The next logical question is: what might be responsible for the rising incidence of hypertension and CVD in the HIV population? Possibilities abound, but research in this area is in its infancy. It appears that chronic inflammation as well as the impact of inflammation on the renin-angiotensin-aldosterone system (RAAS) are among the likely culprits. Hypertension in the HIV population, however, is most likely the result of a combination of factors – traditional risk factors, HIV-specific factors, and factors related to ART. 
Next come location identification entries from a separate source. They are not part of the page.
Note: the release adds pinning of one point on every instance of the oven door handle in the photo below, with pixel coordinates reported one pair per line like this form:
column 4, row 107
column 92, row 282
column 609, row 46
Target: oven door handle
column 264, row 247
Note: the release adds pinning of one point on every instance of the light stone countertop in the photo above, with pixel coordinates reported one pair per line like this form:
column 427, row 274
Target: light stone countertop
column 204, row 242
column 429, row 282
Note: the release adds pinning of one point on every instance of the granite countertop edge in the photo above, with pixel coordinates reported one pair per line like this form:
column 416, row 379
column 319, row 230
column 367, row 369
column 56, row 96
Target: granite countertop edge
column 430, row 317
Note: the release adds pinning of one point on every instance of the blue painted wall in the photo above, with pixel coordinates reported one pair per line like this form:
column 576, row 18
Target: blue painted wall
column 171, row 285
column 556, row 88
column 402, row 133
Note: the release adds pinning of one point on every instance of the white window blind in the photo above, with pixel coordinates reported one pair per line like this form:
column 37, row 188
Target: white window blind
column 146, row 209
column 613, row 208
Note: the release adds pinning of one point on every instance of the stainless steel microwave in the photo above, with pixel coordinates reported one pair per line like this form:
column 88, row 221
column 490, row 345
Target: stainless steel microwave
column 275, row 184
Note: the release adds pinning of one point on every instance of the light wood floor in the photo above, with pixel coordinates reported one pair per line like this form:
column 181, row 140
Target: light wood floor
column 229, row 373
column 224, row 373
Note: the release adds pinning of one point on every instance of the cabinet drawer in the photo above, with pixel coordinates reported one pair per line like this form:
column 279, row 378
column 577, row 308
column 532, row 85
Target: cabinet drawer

Next: A few examples  (please click below)


A few examples

Microbial translocation from the gut is one proposed pathophysiologic mechanism underlying hypertension in HIV-infected adults. HIV infects specific cells in the gut-associated lymphoid tissue, disrupting mucosal defense and allowing microbes to pass into the general circulation. Inflammation both in and outside the gut is one result. 

Protease Inhibitors (PIs), a primary component of ART regimens, accelerate inflammation as well. PIs also increase arterial stiffness, disrupt endothelial function, and are associated with lipodystrophy and dyslipidemia. In short, ART can also be a double-edged sword. PI combinations such as ritonavir/lopinavir and ritonavir/atazanavir that act on adipocytes directly activate the adipose RAAS. Exposure to both combinations led to a significant increase in adipocyte angiotensin receptor protein expression after just 5 days of treatment.

ART regimens are responsible for more traditional CV risk factors as well like lipodystrophy with central adiposity and peripheral lipoatrophy. Acting in concert, these alterations lead to RAAS activation, with multiple consequences. HIV-infected patients have high plasma renin activity even on a low salt diet. This could be due in part to the structure of the HIV-1 protease which itself resembles renin.  Leptin is increased in these individuals and it is also a RAAS activator.

Primary care physicians will continue to see larger numbers of patients with HIV controlled by ART and must be aware of their impressive cardiovascular risk profile. Unfortunately, specific research into their treatment is sparse. Small studies suggest that telmisartan, and angiotensin-receptor blocker, may combat the unique pathology in this group. Hopefully, there will be a lot more information to follow.